Jamás he revelado el gran secreto de Madame Couturrie, hasta hoy. Como tampoco nunca permití que Madame Couturrie se hiciera ninguna fotografía conmigo o con mis padres. Y tengo la certeza de que los sirvientes no eran motivo de su pintura. No en vano, estos cumplían sus órdenes a rajatabla.
Como muchos de ustedes sabrán los pioneros de la fotografía americana tuvieron grandes dificultades para retratar a los indios. En ellos está muy arraigada la creencia de que un retrato no es tan solo una imagen sino un alma robaba. Basta con pintar a tu enemigo en la arena para que la fuerza del signo gráfico se transporte a la realidad. Los chamanes indios curan enfermedades que ningún médico de hoy podría explicar.
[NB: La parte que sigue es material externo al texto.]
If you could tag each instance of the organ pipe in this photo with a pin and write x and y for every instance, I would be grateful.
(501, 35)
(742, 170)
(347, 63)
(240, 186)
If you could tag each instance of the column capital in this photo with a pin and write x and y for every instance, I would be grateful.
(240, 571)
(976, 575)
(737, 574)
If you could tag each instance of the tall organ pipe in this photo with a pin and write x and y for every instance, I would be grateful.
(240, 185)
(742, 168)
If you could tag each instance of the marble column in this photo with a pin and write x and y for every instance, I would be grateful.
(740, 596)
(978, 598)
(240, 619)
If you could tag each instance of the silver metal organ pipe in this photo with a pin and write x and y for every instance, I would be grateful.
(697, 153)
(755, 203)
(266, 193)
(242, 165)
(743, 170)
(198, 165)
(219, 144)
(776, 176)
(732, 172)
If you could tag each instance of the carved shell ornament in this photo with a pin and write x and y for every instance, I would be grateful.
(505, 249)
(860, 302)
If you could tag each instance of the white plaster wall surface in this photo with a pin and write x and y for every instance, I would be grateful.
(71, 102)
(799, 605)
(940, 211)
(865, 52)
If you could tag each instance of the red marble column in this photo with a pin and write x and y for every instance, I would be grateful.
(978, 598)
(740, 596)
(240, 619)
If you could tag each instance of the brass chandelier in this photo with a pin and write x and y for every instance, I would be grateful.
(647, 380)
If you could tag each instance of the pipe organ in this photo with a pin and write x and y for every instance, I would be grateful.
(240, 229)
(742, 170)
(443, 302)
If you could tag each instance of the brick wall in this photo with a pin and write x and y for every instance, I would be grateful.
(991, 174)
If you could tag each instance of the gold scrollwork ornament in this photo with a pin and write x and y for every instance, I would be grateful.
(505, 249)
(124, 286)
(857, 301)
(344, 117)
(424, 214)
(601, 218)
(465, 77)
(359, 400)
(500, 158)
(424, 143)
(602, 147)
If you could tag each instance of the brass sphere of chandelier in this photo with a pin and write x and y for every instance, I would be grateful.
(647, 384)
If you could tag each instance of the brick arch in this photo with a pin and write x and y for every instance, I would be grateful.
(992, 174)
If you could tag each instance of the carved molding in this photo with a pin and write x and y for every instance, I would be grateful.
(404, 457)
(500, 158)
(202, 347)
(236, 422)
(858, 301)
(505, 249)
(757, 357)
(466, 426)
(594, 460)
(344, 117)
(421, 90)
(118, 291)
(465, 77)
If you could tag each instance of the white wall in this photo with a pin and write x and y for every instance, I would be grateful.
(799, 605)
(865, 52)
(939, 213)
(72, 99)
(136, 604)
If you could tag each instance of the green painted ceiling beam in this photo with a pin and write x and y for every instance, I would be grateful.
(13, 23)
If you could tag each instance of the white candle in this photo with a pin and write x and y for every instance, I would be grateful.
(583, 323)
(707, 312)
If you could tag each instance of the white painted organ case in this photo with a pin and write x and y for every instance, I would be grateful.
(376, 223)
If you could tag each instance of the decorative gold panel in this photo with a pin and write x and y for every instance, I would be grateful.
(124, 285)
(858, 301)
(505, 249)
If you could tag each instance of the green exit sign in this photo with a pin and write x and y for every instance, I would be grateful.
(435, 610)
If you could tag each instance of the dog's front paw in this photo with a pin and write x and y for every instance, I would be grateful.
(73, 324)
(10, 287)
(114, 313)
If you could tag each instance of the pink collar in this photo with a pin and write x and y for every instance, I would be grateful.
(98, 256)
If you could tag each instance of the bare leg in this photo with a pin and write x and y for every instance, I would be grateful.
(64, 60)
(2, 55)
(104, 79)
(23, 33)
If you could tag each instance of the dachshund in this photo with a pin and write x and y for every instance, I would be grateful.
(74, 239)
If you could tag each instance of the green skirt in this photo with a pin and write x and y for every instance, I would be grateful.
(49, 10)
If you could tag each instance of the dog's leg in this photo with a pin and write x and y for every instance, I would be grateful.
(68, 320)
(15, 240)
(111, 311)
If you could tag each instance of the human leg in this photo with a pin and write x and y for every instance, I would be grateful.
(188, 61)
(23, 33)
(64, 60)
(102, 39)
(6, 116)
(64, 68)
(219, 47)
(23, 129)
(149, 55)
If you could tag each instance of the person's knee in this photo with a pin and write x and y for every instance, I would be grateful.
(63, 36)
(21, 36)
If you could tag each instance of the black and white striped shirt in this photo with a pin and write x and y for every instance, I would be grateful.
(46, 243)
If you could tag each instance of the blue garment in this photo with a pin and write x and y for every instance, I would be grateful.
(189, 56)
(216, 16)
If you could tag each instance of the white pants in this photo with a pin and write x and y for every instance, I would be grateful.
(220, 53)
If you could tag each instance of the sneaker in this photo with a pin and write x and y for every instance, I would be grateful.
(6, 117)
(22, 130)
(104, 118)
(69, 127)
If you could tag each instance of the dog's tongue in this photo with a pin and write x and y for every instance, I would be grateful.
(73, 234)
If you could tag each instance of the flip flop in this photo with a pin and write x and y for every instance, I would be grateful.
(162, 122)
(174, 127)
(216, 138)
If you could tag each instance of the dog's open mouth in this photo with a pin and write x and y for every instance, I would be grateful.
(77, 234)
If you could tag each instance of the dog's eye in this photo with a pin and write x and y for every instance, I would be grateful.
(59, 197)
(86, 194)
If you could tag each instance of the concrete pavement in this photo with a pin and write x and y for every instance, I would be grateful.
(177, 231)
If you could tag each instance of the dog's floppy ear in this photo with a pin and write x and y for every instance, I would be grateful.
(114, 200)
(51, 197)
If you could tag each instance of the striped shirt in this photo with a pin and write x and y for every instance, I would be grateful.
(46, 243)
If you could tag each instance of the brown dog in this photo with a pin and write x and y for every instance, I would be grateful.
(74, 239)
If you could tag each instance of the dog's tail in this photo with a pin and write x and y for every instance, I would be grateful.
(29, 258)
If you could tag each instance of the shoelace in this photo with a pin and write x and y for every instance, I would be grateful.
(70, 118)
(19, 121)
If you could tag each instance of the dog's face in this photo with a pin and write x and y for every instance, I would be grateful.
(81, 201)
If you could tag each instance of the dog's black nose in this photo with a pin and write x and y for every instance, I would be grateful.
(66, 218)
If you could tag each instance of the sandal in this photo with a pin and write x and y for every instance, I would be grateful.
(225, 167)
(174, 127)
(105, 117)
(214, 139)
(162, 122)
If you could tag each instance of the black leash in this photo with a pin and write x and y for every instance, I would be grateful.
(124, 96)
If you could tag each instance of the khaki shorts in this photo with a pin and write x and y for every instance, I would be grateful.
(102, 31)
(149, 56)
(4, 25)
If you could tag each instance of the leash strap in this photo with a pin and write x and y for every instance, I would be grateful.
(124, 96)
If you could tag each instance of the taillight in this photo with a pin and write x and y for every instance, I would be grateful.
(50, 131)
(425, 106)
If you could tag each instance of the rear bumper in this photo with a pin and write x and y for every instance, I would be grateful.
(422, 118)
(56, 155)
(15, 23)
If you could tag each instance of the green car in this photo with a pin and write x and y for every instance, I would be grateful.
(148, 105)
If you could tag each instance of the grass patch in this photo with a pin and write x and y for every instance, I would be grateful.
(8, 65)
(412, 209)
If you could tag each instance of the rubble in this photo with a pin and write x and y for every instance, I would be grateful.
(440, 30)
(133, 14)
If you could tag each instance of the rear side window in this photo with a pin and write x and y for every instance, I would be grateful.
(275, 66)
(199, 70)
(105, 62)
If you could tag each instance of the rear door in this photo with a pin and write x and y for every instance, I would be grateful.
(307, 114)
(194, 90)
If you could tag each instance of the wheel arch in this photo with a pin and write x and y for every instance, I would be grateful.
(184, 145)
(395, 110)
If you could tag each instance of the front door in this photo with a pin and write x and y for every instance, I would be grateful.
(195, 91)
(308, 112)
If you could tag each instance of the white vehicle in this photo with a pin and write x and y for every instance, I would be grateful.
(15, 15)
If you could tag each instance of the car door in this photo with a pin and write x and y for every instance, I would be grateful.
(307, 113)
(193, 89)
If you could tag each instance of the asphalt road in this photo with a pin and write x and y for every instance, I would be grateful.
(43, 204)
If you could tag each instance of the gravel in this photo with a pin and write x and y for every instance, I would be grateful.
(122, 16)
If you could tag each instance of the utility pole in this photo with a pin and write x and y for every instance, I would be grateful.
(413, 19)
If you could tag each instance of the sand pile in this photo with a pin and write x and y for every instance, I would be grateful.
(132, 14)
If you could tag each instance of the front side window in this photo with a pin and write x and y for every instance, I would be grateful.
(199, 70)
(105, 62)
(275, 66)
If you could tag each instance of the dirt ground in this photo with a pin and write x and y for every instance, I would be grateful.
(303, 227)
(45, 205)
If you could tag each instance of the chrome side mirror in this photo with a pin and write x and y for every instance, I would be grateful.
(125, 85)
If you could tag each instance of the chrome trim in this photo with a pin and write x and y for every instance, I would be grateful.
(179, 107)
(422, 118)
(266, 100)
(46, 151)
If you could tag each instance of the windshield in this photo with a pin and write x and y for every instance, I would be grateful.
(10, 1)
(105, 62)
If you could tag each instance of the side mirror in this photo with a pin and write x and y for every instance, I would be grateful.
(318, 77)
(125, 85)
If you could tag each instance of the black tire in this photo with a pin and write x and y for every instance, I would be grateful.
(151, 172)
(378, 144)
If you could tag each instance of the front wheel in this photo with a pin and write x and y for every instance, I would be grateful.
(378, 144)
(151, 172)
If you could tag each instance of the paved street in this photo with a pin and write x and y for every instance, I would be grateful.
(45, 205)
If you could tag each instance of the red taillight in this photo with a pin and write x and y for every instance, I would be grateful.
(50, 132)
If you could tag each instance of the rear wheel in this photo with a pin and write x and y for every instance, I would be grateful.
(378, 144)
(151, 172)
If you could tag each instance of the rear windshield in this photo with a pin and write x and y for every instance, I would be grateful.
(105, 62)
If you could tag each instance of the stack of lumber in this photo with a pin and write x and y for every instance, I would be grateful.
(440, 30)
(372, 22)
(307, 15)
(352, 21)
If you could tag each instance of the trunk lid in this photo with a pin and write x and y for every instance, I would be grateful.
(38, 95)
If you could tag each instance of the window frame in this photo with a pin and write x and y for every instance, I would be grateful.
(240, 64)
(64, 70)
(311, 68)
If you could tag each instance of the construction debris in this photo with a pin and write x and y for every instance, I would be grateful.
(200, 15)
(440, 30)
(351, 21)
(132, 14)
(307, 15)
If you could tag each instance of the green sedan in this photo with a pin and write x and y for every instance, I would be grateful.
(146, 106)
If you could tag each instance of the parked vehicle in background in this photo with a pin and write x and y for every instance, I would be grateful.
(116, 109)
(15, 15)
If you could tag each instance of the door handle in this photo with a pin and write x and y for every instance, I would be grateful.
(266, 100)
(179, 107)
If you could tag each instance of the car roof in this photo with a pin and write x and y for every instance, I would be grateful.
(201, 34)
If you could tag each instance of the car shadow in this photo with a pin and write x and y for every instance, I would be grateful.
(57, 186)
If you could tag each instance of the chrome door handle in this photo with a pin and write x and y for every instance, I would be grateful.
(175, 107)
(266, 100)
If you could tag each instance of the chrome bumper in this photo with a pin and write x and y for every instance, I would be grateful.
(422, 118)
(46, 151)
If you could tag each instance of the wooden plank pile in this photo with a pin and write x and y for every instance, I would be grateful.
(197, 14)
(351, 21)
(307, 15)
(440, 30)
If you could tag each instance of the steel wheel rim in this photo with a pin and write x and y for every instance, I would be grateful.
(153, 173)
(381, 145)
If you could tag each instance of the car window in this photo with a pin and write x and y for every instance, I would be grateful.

Madame Couturrie, americana, hija de embajadores, sobreviviente de dos guerras mundiales, bisnieta del Chaman Ojo Perlado, y descendiente en sangre de la gran tribu de los Paiute, tampoco, nunca jamás, revelo su secreto.
Por mí, no se preocupen. Ni tengo dotes para la pintura, ni por mis venas corre sangre de las praderas.